Invalidated Out-of-Specification (OOS) Rate (IOOSR) as an indicator of the operation of a laboratory 

The FDA intends to launch an electronic portal in January 2018 through which manufacturers can submit voluntary data. In the future the agency intends to develop a mandatory quality metrics reporting program. 

 

Tightening of Medical Device Regulations 

Although the EU Medical Device Regulation date of application is not until 2020, manufacturers are now focussing on their transition plans to the new regulation. Many medical device companies active in Europe have begun mapping out how the new Regulations will impact their business. Examples of new requirements of the regulation include; unannounced audits performed by Notified Bodies (NBs) at least once every five years, NBs will assess plans, procedures and results documented in CERs and other evidence, the PMCF (post-market clinical follow up) will drive the clinical performance evaluation and must be based on real-life data and finally, device equivalency claims will be limited to those manufacturers who are able to demonstrate equivalence by having access to equivalent device data, and the MDR even requires a contract between the manufacturer and the equivalent device manufacturer to access the technical documentation of that device. 

Clinical evaluation is a permanent process that must be covered by plans and reports and the PMCF results must be taken into account for clinical evaluation and risk management. 
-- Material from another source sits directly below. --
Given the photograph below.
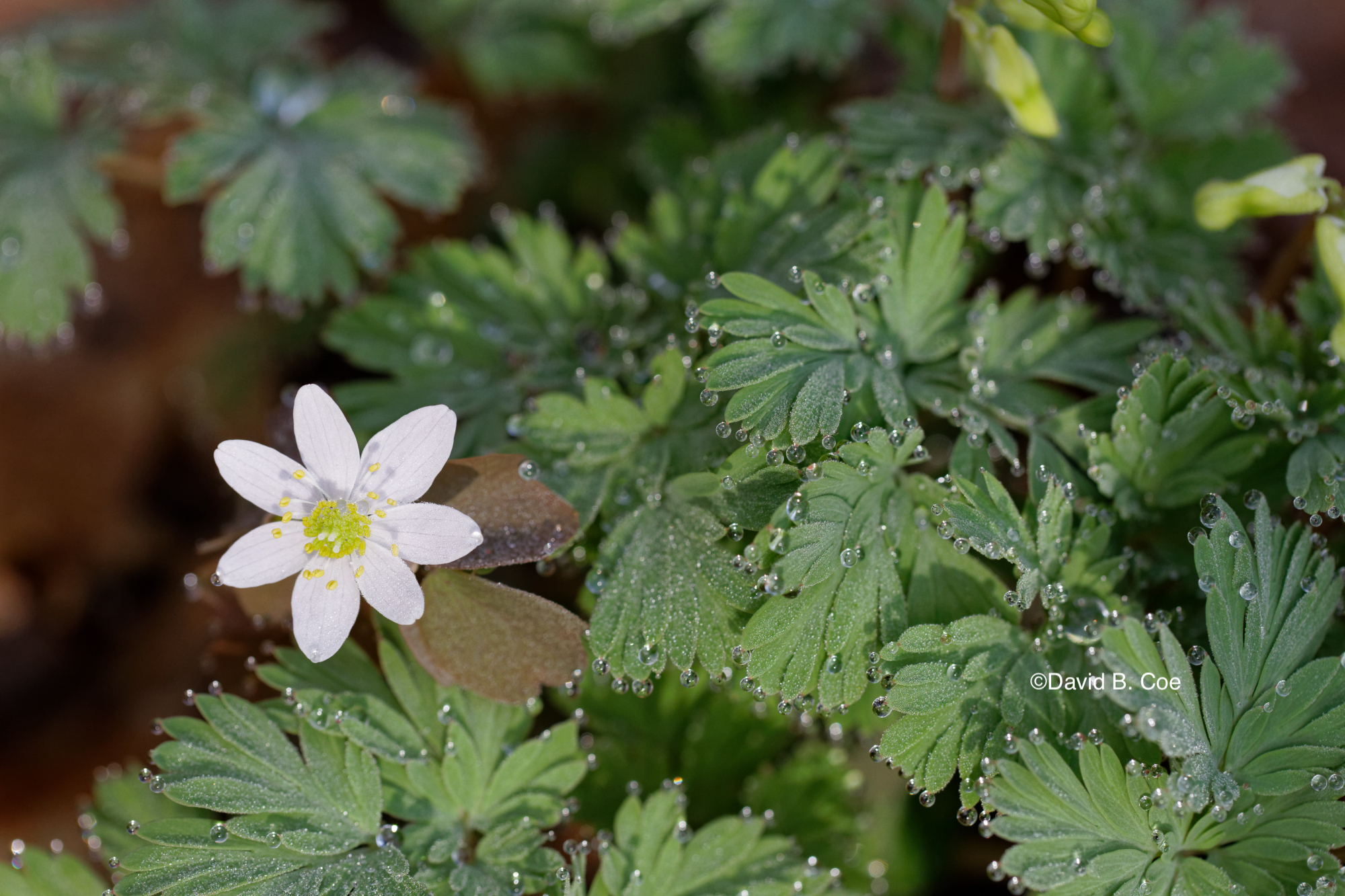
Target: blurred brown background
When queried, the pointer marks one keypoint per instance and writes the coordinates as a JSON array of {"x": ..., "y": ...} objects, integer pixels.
[{"x": 106, "y": 452}]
The International Organisation for Standardisation’s ISO 13485, Medical Devices – Quality Management Systems – Requirements for Regulatory Purposes describes the requirements for a QMS specific to the medical device industry. In 2016 ISO issued ISO 13485:2016 which it “designed to respond to latest QMS practices, including changes in technology and regulatory requirements and expectations.” This latest version of the standard places “greater emphasis on risk management and risk-based decision making, as well as changes related to the increased regulatory requirements for organisations in the supply chain”. 

 

The Quality Element 

As in the past, manufacturers are expected to comply with the various applicable regulations in order to maintain their licences and market their products in their respective regions. In addition to this, manufacturers are expected to prove their ongoing commitment to continuous process improvement and quality outcomes. In order to improve quality and not simply compliance within the life science industry, manufacturers will need to become more data driven in their operations and in their documentation and collaborate closely with suppliers to ensure quality throughout the product lifecycle. Achieving enterprise-wide quality requires all parties to the process to openly and effectively communicate at every step of the process. Tracking the full cycle of corrective and preventative actions – from the identification of root cause, to actions to address it, and through to verification that actions were effective, should be performed. The provision of quality metrics (including proof that quality measures have been followed and tracked), may also be requested of third parties and suppliers who are subject to a service agreement with a larger manufacturer.  

 Conclusion

As global regulations constantly change, those companies that previously functioned sufficiently with manual processes and disconnected systems, will be unable to satisfy the requirements of regulators and 3rd party stakeholders, who increasingly want quick access to in-depth information on their quality operations. Those that implement an enterprise-wide (including suppliers and distributors) quality management system can meet current regulatory requirements, prepare for future regulatory challenges and scale their quality operations to fit their growing needs.